Oct 21 15:11:24:680 ERROR [attach_socket, com.nimsoft.nimbus.NimServerSession] (2) communication error, Error when trying to send on session (S) com.nimsoft.nimbus.NimServerSession(Socket[addr=/10.240.135.14,port=56388,localport=48033]): Software caused connection abort: socket write error
...I decided to restart the ACE probe, cause why not...and only the production Trellis received the following:
Oct 21 15:05:41:368 [attach_socket, trellis] An exception occurred while processing a message from Socket[addr=/10.240.135.14,port=56171,localport=48043].

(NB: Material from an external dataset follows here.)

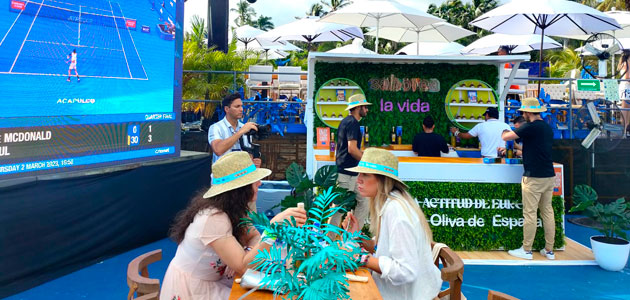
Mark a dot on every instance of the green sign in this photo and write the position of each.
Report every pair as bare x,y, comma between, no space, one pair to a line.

Oct 21 15:05:41:368 [attach_socket, trellis] (120) Callback error, Exception in callback for public void com.ca.trellis.shift.core.TrellisDispatchCoordinator.dispatch(com.nimsoft.nimbus.NimSession,com.nimsoft.nimbus.PDS) throws com.nimsoft.nimbus.NimException: No qualifying bean of type [com.ca.trellis.shift.core.ShiftDispatcher] is defined: No qualifying bean of type [com.ca.trellis.shift.core.ShiftDispatcher] is defined
Looks like we have circled back around to this 'dispatcher'. Does anyone have any insight on this one?